Видимо, поэтому Дантон, как и многие другие, воздерживался от поддержки Робеспьера. Однако Неподкупный и не искал союзников, он прямо отвергал их. Искренним поклонником Робеспьера был Марат. Его борьба против войны особенно воодушевила Марата, и в январе 1792 года он настойчиво ищет личной встречи, чтобы разработать и осуществить совместные действия против войны. Марат дал подробный отчет о беседе с Робеспьером 3 мая, когда он возобновил издание своей газеты. «Первым словом, с которым обратился ко мне Робеспьер, — писал Марат, — был упрек, что я частично сам уничтожил необычайное влияние моей газеты на ход революции, обагрив свое перо в крови врагов революции, говоря о веревках, кинжалах, без сомнения, вопреки собственному сердцу, так он предпочитал уверять себя, что это были только слова, брошенные на ветер…»
Марат попытался объяснить Робеспьеру, что влияние его газеты объясняется как раз тем, что он вместо сухого изложения принятых декретов раскрывал вечные заговоры врагов свободы. При этом Марат привлекал читателей именно неистовыми выходками против угнетателей, искренним выражением своего горя, возгласами негодования и ярости, вызванными попытками обмануть народ, ограбить его, заковать в цепи, увлечь его в пропасть.
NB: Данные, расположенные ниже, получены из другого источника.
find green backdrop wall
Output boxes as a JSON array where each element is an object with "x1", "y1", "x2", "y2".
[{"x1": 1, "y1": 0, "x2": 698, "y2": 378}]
На упреки Робеспьера в излишних призывах к жестокости Марат отвечал, что если бы он мог рассчитывать на народ в столице, то он сам перебил бы каждого десятого из депутатов, одобривших расправу с солдатами, что он сжег бы на костре судей, осудивших участников событий 5-6 октября 1789 года, что после бойни на Марсовом поле он лично заколол бы кинжалом генерала Лафайета, сжег бы короля в его дворце и посадил бы на кол многих депутатов. Марат так завершает свой отчет: «Робеспьер слушал меня в ужасе, он побледнел и некоторое время молчал. Это свидание укрепило мнение, которое всегда у меня о нем было, что он соединяет знания мудрого сенатора с честностью подлинно добродетельного человека и рвением настоящего патриота, но ему в равной степени не хватает дальновидности и мужества государственного деятеля».
Робеспьер позже тоже расскажет об этой встрече, чтобы подчеркнуть, что беседа показала отсутствие какой-либо связи между ним и Маратом: «Он защищал свое мнение, я настаивал на моем».
Действительно, встреча обнаружила между ними пропасть. Тем более знаменательно, что Робеспьер, резко отвергая «крайности» Марата, будет всегда следовать за ним, за его лозунгами, только с опозданием. Страшные насильственные меры, предлагаемые Маратом, заставляют его бледнеть, а впоследствии именно Робеспьер приобретет репутацию самого жестокого деятеля революции, апостола такого беспощадного террора, что от него побледнел бы и сам Марат.